Bref, un roman extraordinaire… à la fois terriblement individualiste et terriblement collectif. Terriblement désespéré et terriblement cynique. Car que dire de cette écriture noire de Jian ? Toujours à jouer avec les frontières de l'absurde, de l'incongru avec l'air de ne pas y toucher ! Mais après tout, lorsqu'un pays sort d'un système qui égalise tout, n'est-il pas normal d'abolir la normalité ? Ou de la restaurer, plutôt ! Car si je lis l'histoire de « l'abandonneur ou l'abandonnée », je découvre un père soumis à la politique de l'enfant unique, qui ne sait quelle méthode adopter pour abandonner sa fille, handicapée mentale, car notre homme, un peu rustre, voudrait bien avoir un fils intellectuellement normal. Cependant, où est l'humanité ? Chez ce père indigne ou dans une politique gestionnaire de l'humain jusqu'à l'inhumain ?

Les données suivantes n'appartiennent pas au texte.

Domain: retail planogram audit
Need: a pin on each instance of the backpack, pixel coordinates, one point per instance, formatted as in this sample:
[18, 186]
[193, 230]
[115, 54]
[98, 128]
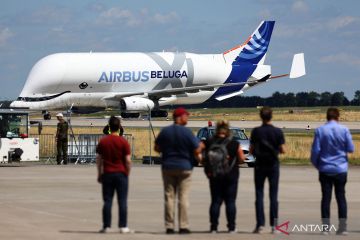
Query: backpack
[217, 161]
[265, 153]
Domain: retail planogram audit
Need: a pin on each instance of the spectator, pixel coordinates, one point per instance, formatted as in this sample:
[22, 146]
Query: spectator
[61, 139]
[177, 144]
[332, 142]
[223, 154]
[266, 142]
[114, 164]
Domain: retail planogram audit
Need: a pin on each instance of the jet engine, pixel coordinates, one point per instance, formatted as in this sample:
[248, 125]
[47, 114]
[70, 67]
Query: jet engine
[136, 104]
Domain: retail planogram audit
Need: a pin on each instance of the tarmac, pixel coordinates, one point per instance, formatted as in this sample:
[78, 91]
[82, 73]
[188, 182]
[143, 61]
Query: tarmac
[64, 202]
[88, 122]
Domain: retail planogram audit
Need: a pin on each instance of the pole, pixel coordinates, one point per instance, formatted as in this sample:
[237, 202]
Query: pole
[150, 128]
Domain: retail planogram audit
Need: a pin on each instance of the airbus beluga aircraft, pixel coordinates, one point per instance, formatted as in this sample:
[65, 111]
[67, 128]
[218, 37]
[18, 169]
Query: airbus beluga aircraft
[140, 82]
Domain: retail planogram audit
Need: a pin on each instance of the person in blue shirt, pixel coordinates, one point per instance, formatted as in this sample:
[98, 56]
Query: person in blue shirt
[332, 143]
[178, 147]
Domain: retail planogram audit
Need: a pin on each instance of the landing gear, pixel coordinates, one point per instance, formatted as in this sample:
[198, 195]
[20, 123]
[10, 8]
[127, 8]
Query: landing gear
[46, 115]
[130, 115]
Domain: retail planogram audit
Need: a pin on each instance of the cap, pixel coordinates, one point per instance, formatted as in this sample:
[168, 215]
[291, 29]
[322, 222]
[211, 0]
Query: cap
[179, 112]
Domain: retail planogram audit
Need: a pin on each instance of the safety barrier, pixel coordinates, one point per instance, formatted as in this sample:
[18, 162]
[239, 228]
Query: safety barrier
[81, 147]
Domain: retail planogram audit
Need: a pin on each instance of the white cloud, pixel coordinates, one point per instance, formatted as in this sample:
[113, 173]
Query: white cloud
[341, 22]
[5, 34]
[299, 6]
[343, 58]
[129, 18]
[165, 18]
[118, 16]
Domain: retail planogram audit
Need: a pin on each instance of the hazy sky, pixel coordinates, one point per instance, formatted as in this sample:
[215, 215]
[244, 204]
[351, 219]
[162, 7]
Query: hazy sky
[327, 31]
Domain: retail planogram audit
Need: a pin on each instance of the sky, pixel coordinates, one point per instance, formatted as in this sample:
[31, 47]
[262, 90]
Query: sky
[327, 31]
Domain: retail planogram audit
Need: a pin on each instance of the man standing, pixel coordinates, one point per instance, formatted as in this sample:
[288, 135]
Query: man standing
[61, 139]
[113, 165]
[332, 142]
[267, 142]
[178, 146]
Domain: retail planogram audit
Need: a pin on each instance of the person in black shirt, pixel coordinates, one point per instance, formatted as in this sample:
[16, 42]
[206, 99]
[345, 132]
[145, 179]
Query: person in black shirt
[224, 184]
[266, 143]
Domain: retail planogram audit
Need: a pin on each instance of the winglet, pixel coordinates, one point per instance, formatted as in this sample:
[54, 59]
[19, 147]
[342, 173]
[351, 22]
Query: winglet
[298, 66]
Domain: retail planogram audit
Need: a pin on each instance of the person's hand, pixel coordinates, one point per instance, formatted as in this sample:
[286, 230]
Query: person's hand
[99, 179]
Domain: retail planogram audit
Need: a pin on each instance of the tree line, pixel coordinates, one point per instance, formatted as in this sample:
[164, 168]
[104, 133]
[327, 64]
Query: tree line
[301, 99]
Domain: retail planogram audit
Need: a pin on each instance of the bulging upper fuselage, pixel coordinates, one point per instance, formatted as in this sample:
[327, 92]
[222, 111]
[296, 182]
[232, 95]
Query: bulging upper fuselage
[62, 80]
[102, 80]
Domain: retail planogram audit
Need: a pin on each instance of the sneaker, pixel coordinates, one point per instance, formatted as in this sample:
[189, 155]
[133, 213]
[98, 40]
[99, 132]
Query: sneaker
[259, 230]
[104, 230]
[342, 232]
[233, 231]
[170, 231]
[274, 231]
[213, 229]
[184, 231]
[126, 230]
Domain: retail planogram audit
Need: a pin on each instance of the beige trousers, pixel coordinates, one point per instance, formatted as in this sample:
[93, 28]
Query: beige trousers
[176, 183]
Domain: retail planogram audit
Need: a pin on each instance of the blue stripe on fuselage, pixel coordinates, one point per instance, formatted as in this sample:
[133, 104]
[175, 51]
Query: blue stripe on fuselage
[239, 73]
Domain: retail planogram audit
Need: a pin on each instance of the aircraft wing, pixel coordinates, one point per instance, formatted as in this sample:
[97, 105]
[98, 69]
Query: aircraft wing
[157, 94]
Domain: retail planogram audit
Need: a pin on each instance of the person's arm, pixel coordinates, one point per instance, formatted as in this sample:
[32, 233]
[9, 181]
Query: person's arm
[198, 152]
[57, 133]
[158, 142]
[100, 167]
[282, 149]
[128, 163]
[315, 149]
[252, 140]
[157, 148]
[282, 143]
[349, 142]
[240, 155]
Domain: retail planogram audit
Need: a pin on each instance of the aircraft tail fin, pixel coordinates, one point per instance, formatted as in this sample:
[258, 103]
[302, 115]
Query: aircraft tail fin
[254, 48]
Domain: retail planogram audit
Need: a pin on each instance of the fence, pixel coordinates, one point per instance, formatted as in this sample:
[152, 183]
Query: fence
[81, 147]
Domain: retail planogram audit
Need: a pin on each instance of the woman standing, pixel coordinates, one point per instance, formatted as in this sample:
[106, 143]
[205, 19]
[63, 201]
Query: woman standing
[222, 156]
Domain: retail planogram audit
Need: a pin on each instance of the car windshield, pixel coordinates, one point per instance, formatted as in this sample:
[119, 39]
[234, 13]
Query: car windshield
[236, 133]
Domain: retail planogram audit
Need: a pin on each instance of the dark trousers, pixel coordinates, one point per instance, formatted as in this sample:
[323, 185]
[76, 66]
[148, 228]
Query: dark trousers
[327, 182]
[112, 182]
[260, 175]
[223, 189]
[61, 146]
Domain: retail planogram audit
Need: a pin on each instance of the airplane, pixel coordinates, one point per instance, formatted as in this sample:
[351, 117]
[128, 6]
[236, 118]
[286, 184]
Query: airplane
[137, 82]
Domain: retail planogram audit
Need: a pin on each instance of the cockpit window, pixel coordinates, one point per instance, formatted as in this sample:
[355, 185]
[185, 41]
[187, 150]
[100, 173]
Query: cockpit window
[13, 125]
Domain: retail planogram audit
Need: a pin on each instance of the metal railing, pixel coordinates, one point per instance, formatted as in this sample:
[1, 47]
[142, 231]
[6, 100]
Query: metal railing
[81, 147]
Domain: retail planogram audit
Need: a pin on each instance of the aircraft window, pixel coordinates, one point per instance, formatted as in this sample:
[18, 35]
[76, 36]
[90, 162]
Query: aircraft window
[13, 125]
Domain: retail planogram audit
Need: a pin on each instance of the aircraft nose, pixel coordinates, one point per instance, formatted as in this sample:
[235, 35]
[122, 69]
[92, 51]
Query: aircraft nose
[5, 104]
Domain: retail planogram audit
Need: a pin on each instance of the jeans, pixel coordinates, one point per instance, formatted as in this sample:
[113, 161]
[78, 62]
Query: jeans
[327, 182]
[112, 182]
[260, 175]
[61, 146]
[176, 182]
[223, 189]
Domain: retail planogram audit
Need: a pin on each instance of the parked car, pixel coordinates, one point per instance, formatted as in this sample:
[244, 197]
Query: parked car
[238, 134]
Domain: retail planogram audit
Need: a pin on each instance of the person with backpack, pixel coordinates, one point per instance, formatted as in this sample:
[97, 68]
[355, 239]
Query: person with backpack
[222, 156]
[332, 142]
[266, 143]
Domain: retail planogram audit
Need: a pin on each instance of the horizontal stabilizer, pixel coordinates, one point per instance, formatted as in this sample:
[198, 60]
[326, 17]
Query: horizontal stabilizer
[298, 66]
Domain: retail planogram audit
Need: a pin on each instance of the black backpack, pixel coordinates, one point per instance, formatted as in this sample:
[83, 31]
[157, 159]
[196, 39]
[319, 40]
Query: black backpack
[217, 162]
[265, 153]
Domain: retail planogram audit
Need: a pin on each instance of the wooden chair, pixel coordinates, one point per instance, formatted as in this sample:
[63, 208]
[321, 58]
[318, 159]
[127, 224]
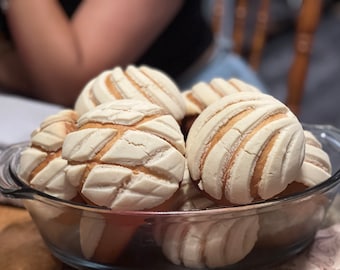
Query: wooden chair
[306, 25]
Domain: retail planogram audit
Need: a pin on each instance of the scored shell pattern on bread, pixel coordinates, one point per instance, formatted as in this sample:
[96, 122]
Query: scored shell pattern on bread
[202, 243]
[142, 83]
[202, 94]
[41, 165]
[245, 147]
[126, 154]
[316, 166]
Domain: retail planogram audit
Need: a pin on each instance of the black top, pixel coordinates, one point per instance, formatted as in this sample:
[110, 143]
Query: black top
[182, 42]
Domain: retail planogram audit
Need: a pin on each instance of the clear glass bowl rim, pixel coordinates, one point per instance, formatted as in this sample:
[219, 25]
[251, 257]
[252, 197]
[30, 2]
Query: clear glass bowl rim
[23, 191]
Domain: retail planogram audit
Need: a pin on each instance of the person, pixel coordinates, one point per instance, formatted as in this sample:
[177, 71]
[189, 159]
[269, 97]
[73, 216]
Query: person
[57, 46]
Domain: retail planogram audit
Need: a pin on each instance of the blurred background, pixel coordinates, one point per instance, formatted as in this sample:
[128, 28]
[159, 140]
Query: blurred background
[321, 99]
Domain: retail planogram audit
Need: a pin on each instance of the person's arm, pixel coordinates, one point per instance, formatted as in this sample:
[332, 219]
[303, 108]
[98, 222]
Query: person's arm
[60, 56]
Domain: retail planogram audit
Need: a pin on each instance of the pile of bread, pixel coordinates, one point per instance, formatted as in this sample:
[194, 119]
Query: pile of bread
[134, 141]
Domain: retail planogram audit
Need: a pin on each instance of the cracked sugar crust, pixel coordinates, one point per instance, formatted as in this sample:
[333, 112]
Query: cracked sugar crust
[200, 243]
[316, 166]
[126, 154]
[245, 147]
[202, 94]
[141, 83]
[41, 165]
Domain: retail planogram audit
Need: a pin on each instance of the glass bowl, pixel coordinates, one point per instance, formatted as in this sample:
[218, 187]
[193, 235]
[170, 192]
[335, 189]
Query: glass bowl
[257, 235]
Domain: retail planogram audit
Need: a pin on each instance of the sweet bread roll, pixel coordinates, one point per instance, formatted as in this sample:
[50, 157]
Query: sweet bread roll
[41, 165]
[126, 154]
[142, 83]
[245, 147]
[208, 242]
[202, 94]
[316, 166]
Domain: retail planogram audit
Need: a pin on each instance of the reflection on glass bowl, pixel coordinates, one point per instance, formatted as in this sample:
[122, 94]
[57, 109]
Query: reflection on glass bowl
[252, 236]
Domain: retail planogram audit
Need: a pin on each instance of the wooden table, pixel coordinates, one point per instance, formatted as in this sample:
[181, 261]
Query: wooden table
[21, 245]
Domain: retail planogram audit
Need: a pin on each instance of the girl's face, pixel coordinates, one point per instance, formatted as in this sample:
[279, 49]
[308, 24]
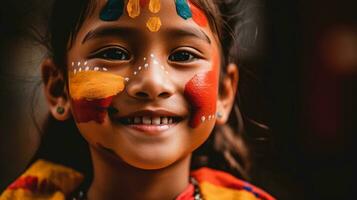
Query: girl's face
[143, 80]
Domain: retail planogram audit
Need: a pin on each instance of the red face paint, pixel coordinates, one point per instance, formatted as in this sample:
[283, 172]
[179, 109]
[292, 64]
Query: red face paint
[198, 15]
[201, 92]
[92, 93]
[94, 110]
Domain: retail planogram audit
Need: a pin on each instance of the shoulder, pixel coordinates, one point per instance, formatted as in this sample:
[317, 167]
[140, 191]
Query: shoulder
[215, 184]
[44, 180]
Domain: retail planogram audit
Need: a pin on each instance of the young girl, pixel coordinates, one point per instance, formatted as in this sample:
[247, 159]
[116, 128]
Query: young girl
[146, 82]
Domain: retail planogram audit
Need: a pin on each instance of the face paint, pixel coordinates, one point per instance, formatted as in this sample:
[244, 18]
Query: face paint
[201, 92]
[182, 9]
[133, 8]
[92, 93]
[143, 3]
[198, 15]
[153, 24]
[112, 10]
[154, 6]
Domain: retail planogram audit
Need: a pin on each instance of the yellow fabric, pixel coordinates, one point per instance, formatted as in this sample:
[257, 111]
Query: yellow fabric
[65, 180]
[22, 194]
[214, 192]
[133, 8]
[94, 85]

Ainsi, je cite : « Avant d'abandonner sa fille aînée, il lui donnait toujours un somnifère, craignant que si elle restait éveillée, elle ne s'étouffe dans ses larmes, ou que ses cris n'attirent une bande de loups »… Oui, le père cherche à abandonner sa fille sur les routes et espère qu'une bonne âme la recueille ! Mais de terminer ainsi, dans cette note d'espoir en l'humanité : « Mais dès que quelqu'un faisait mine de s'emparer de cet « objet perdu », il bondissait sur ses pieds et se précipitait pour la prendre dans ses bras. Dans cette ville, il devint l'unique protecteur de l'enfant demeurée. »

Ainsi, l'écriture de Jian est-elle à la fois froide et cynique, mais également capable de traduire toutes les failles et les désarrois de l'âme humaine. Une écriture d'une justesse incisive… à la fois compatissante et sans pitié. Une écriture que j'aime et admire au plus haut point !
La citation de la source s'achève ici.